What If: Peptide COA Guide Scenarios
What If the COA Shows HPLC Purity Above 95% but No Mass Spectrometry Data?
Request the mass spectrometry report before using the peptide. HPLC purity confirms chromatographic separation but does not verify sequence identity. A peptide with a single amino acid substitution or deletion can pass HPLC with high purity and still be biologically inactive. Mass spectrometry is the only method that confirms the observed molecular weight matches the calculated weight for the intended sequence. If the supplier cannot provide MS data, assume the peptide has not been identity-confirmed and consider it unsuitable for mechanistic research.
What If the Observed Molecular Weight Is Off by More Than 2 Daltons?
A mass discrepancy beyond the acceptable error range (±0.5–2 Da depending on peptide size and ionization method) indicates either a synthesis error, an unintended modification, or instrument calibration drift. Small discrepancies of 1 Da can result from incomplete amidation or acetylation if those modifications were specified. Larger discrepancies suggest wrong amino acid incorporation, truncation, or adduct formation during ionization. Contact the supplier for clarification. Some adducts like sodium or potassium ions add 22–38 Da and are ionization artifacts, not synthesis errors. If the supplier confirms the mass is correct as synthesized but doesn't match your intended sequence, the peptide is not what you ordered.
What If the Peptide Content Percentage Isn't Listed on the COA?
Calculate your reconstitution volume assuming worst-case peptide content of 70% and request a revised COA with the actual percentage. Without peptide content data, you cannot accurately determine the concentration of your working solution. This introduces a 15–30% dosing error in most cases. For peptides where dose-response precision matters, such as Tesamorelin Ipamorelin Stack or Sermorelin, reconstituting based on vial label alone skews every downstream calculation. Reputable suppliers always include net peptide content as a COA standard.
What If Endotoxin Levels Are Above 1.0 EU/mg for In Vitro Work?
Do not use the peptide in cell culture or any assay measuring immune activation, cytokine release, or inflammatory pathways.

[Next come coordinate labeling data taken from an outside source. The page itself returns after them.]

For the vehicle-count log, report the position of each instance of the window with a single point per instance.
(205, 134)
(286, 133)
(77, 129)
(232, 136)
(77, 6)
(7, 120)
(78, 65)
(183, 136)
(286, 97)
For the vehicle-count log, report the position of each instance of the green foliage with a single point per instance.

Endotoxin contamination activates toll-like receptor 4 (TLR4) signaling in mammalian cells and produces inflammatory responses that confound experimental results. Levels above 1.0 EU/mg can trigger measurable IL-6 and TNF-α release even in non-immune cell types. Request a replacement batch with endotoxin testing below 1.0 EU/mg for in vitro work or below 0.1 EU/mg for any in vivo application. Endotoxin removal after synthesis is difficult. Prevention during manufacturing is the only reliable control.

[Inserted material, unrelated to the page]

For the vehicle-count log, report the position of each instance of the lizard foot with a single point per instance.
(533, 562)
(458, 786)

The Unflinching Truth About Peptide COAs and What Most Suppliers Won't Tell You
Here's the honest answer: most peptide COAs provided by budget suppliers are generated in-house without third-party verification, and the testing methods listed are often not performed at the rigor implied by the document formatting. A COA that lists "HPLC purity 98.4%" with no chromatogram attached, no retention time specified, and no column or gradient conditions documented is essentially unverifiable. You have no way to confirm the test was run or that the number is accurate. The worst offenders provide COAs with rounded purity percentages (always whole numbers like 95%, 97%, 98%) and mass spectrometry data showing only the calculated mass with no observed mass or error margin listed. Red flags that the data was generated from the peptide sequence, not from actual testing.

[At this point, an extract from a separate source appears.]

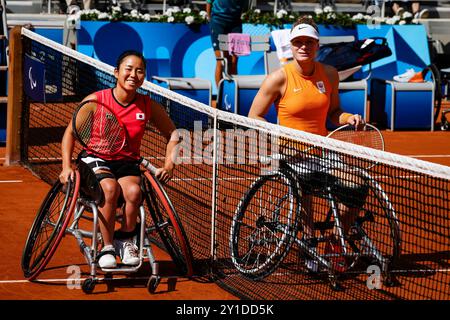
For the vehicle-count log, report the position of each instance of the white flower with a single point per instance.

The bottom line: if a supplier won't provide the raw chromatogram for HPLC, the full mass spectrum for MS, and third-party endotoxin testing results upon request, assume the COA is decorative rather than documentary. Real Peptides submits every batch to independent third-party laboratories for HPLC, MS, and endotoxin analysis specifically because in-house testing. No matter how rigorous. Lacks the audit trail that research-grade work demands. We've seen too many failed experiments traced back to peptides with impressive-looking COAs that listed testing methods never actually performed.
Another truth researchers avoid: peptide degradation begins the moment synthesis is complete, and a COA represents the peptide quality at the time of testing. Not the quality at the time you open the vial weeks or months later. Peptides stored at room temperature, exposed to light, or subjected to multiple freeze-thaw cycles degrade into truncated sequences, oxidized residues, and aggregated forms that no COA can predict. If your protocol involves long-term storage, request stability data showing the peptide remains within specification over time under your storage conditions. Most suppliers don't perform stability testing. They assume the peptide will be used immediately and never address the degradation that occurs during shipping or storage.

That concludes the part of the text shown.